Le film doit beaucoup à la personnalité du réalisateur Teddy Lussi-Modest qui est tout à fait originale dans le paysage du cinéma français. Diplômé de la Fémis en section scénario, il est aussi professeur de Lettres et exerce dans un collège d’Aubervilliers. A la fois enseignant et cinéaste – Pas de vagues est son troisième long-métrage – Lussi-Modest a donc de sérieux atouts pour éviter les pièges inhérents à la représentation de l’univers scolaire à l’écran. En prise avec la réalité du terrain, il dépeint avec une grande justesse la vie d’un établissement : le déroulement d’un cours, les interactions en salle des professeurs (avec la pratique du vote à main levé pour les décisions collectives), certaines attitudes chez les élèves. Pour les seconds rôles, la petite galerie d’élèves donne un reflet assez pertinent de la diversité des profils sans sombrer dans les clichés, contrairement à des films où la caractérisation des jeunes souffre d’un décalage entre les représentations des cinéastes, qui datent de leur propre expérience d’élèves, et la jeunesse d’aujourd’hui.

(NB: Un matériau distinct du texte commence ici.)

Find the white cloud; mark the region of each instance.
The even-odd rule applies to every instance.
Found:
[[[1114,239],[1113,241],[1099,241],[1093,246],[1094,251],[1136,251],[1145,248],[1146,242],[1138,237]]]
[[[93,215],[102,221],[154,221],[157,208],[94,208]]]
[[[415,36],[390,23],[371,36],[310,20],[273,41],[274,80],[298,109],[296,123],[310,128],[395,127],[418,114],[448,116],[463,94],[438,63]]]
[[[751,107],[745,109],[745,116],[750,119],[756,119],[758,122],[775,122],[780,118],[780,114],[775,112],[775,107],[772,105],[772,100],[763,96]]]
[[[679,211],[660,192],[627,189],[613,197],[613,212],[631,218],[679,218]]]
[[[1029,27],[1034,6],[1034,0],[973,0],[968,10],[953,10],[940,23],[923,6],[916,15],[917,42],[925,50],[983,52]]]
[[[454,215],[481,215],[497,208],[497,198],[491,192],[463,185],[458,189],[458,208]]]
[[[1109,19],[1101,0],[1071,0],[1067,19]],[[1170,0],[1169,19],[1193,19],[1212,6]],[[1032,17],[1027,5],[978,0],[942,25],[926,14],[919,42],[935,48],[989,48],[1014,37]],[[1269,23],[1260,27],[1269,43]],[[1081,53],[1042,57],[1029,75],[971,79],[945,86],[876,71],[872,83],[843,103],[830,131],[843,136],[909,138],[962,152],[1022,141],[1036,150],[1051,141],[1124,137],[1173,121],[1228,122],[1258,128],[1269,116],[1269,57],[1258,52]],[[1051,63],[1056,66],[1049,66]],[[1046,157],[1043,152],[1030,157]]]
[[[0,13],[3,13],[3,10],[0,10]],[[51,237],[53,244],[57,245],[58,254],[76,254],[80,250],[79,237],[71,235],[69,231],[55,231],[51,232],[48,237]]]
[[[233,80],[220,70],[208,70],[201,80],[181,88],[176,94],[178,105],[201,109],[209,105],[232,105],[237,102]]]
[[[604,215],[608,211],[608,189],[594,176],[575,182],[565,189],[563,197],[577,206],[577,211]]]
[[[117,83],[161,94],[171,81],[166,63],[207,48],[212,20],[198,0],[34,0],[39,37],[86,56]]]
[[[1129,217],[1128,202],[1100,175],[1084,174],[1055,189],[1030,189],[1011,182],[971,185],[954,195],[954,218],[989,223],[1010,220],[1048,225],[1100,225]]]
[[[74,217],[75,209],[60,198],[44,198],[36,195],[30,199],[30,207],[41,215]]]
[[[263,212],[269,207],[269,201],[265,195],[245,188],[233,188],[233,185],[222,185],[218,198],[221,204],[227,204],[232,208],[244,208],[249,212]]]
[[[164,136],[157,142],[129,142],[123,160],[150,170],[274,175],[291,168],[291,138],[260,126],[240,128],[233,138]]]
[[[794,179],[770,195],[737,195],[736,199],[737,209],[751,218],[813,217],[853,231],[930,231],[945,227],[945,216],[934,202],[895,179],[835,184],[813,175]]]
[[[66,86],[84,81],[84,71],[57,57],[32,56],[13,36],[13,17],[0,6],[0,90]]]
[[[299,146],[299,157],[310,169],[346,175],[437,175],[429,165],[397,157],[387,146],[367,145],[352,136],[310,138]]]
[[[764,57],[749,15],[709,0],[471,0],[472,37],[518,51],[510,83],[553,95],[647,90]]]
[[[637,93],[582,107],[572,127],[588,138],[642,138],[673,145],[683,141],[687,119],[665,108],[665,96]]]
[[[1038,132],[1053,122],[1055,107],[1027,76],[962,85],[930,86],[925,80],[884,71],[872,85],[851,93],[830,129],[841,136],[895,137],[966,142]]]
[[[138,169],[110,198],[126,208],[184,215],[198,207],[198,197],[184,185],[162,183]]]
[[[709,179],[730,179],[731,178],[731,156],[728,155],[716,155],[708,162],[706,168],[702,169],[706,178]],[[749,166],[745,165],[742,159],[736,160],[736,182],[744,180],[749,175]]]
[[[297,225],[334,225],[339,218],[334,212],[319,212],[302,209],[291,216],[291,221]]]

Partant de son expérience et notamment d’une affaire d’accusation de harcèlement qu’il a personnellement vécue, Teddy Lussi-Modest a construit son film comme un « thriller scolaire ». Sur ce plan également, Pas de vagues se révèle très efficace. Le scénario, écrit à quatre mains avec Audrey Diwan, propose une série de péripéties qui font entrer le professeur dans une spirale infernale. Si le constat est désespérant, tout est néanmoins crédible : le fait que tout parte d’une incompréhension et d’une imprudence du professeur, le rôle des réseaux sociaux et de la rumeur, la posture dans laquelle s’enferment certains élèves et certains membres de l’administration. Documenté et précis, Pas de vagues est un film nécessaire parce qu’il dénonce une forme de lâcheté ayant cours chez les cadres de l’Education nationale. On peut regretter les détours de l’intrigue sur la vie privée du personnage principal qui, en ajoutant la problématique de la difficile acceptation de l’homosexualité en banlieue, surcharge inutilement le film.
Hormis cette limite, Pas de vagues s’avère aussi réussi sur la forme que sur le fond. La mise en scène est parfaitement ajustée à l’atmosphère qui se tend progressivement. Le réalisateur utilise le décor de la salle de classe avec intelligence et y circule avec des plans-séquence bien menés. Dès la première scène, on est frappé par l’utilisation diégétique d’un air tiré des Quatre saisons de Vivaldi, dont on comprend plus tard dans le film qu’il s’agit de la sonnerie de l’établissement. Quant à François Civil, il excelle dans le rôle du professeur d’abord très charismatique et que l’on voit petit à petit perdre pied.